HAVANA (Reuters) - Foreign companies operating in Cuba’s tourism sector said at an industry fair this week they would continue investing in the Caribbean’s largest island despite new U.S. sanctions designed to choke its already beleaguered economy.
The Trump administration said last month it was tightening U.S. travel restrictions on Communist-run Cuba and allowing U.S. citizens to bring lawsuits against foreign companies profiting from property taken from them after Cuba’s 1959 revolution.
The administration is seeking to pressure Cuba’s Communist government into giving up its support for embattled Venezuelan President Nicolas Maduro.
“It’s obviously a very awkward situation but we will keep on advancing,” said Juan Antonio Montes, general director of the Spanish hotel group Barcelo, which has been based in Cuba for two decades.
Regarding the implementation of the long-dormant section of the 1996 Helms-Burton Act allowing U.S. lawsuits against companies using confiscated property, he said Barcelo would seek a legal way “to be more protected.”
“But we do not have any kind of intention to leave or to modify any current plans,” he said.
The European Union and Canada, whose companies are the top investors in Cuba, particularly in the tourism and mining sectors, have denounced the Trump administration’s implementation of Title III of the Helms-Burton Act. They say it is not valid under international law and their companies could dispose of blocking legislation, for example, to make counterclaims for any U.S. suits they may face.

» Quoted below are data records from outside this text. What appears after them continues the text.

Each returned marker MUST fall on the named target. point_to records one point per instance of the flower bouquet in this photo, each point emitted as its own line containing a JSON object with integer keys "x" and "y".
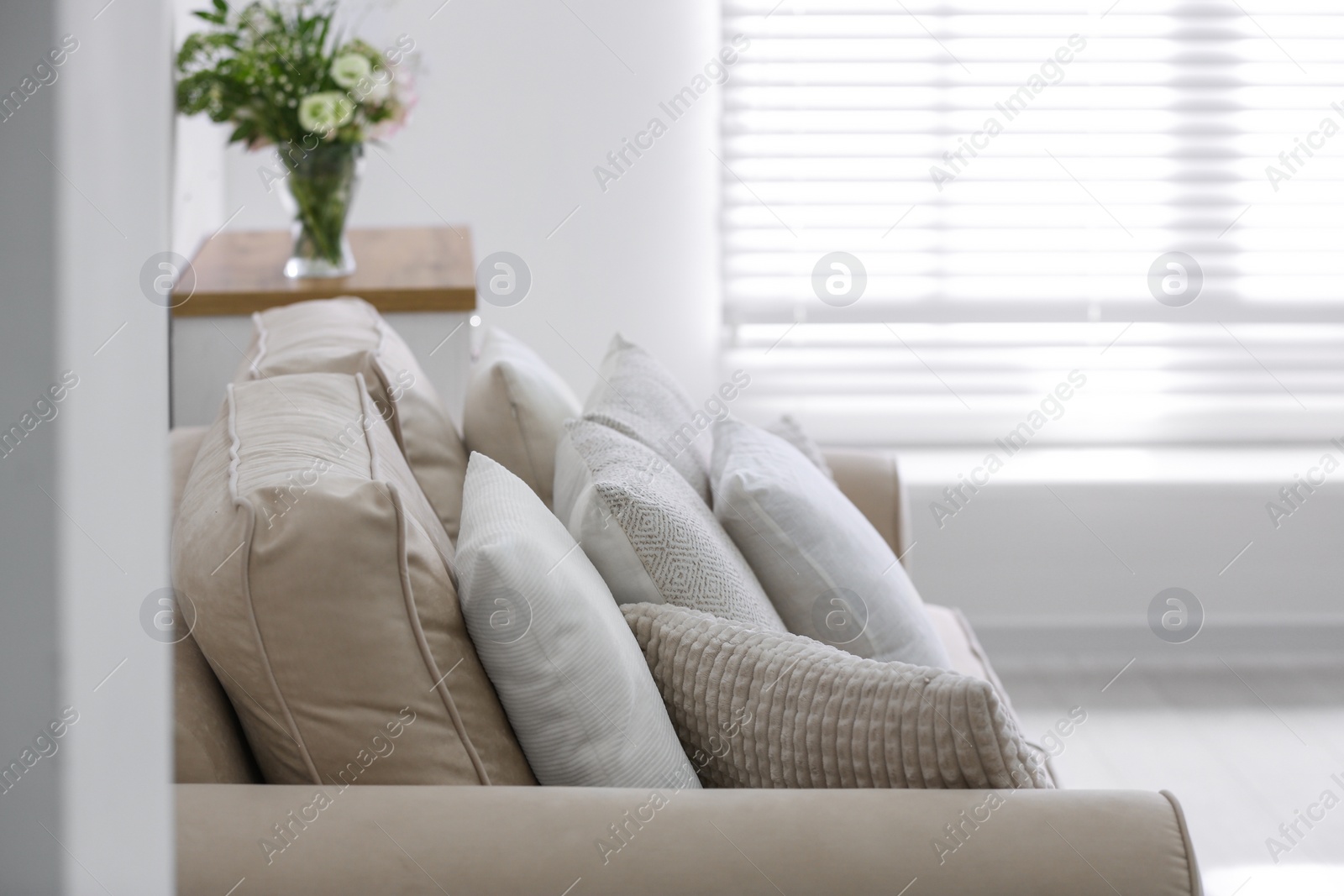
{"x": 279, "y": 73}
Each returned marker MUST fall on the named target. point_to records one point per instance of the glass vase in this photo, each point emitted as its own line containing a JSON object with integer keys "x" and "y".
{"x": 319, "y": 191}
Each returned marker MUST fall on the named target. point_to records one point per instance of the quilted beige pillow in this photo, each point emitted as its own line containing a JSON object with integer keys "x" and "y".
{"x": 515, "y": 409}
{"x": 648, "y": 532}
{"x": 764, "y": 710}
{"x": 326, "y": 597}
{"x": 349, "y": 336}
{"x": 638, "y": 398}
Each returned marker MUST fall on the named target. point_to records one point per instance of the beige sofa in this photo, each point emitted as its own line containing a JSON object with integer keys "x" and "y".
{"x": 546, "y": 840}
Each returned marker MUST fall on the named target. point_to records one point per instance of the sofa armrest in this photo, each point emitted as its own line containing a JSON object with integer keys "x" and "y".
{"x": 597, "y": 840}
{"x": 871, "y": 479}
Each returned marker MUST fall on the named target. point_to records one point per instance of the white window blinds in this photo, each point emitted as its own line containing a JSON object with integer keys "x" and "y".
{"x": 1147, "y": 192}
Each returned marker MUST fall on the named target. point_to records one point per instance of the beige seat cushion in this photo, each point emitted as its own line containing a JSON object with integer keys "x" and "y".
{"x": 764, "y": 710}
{"x": 648, "y": 532}
{"x": 349, "y": 336}
{"x": 326, "y": 598}
{"x": 515, "y": 409}
{"x": 638, "y": 398}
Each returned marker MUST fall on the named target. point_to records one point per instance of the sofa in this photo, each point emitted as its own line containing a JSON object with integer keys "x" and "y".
{"x": 413, "y": 839}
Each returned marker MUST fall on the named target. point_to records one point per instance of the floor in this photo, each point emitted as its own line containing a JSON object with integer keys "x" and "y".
{"x": 1243, "y": 748}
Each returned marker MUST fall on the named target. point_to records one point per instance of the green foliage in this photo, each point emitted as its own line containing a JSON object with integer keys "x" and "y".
{"x": 255, "y": 65}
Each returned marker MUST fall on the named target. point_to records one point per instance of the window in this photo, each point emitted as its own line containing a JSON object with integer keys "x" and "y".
{"x": 1148, "y": 194}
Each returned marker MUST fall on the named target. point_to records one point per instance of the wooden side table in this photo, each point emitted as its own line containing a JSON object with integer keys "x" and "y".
{"x": 421, "y": 278}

“Our aim is to keep investing in Cuba and for our companies to have the willingness to contribute to the development of the island,” Spain’s tourism minister, Reyes Maroto, said at the opening of Cuba’s tourism fair on Tuesday.
Cuban President Miguel Diaz-Canel, who replaced Raul Castro last year, met on Tuesday with foreign businessmen, including the head of Canadian mining company Sherritt, to reassure them about the security of their investments under Cuban law.
Cuba has sought to attract foreign capital ever since the fall of former benefactor the Soviet Union, hoping it could help vitalize its beleaguered, still heavily centralized economy.
“This was an important sign for all companies working in Cuba,” said Alessandro Benedetti, an executive for Swiss-based Kempinski Hotels SA, which runs the luxury Gran Hotel Manzana in Havana, which opened in 2017.
Cruise operator Carnival Corp became the first company sued for profiting from expropriated Cuban property last week under Title III of Helms-Burton by U.S. citizens who hold titles to the Santiago de Cuba and Havana ports.
The ports are used by numerous U.S. cruise lines such as Royal Caribbean and Norwegian Cruise Lines, which therefore could also face suits.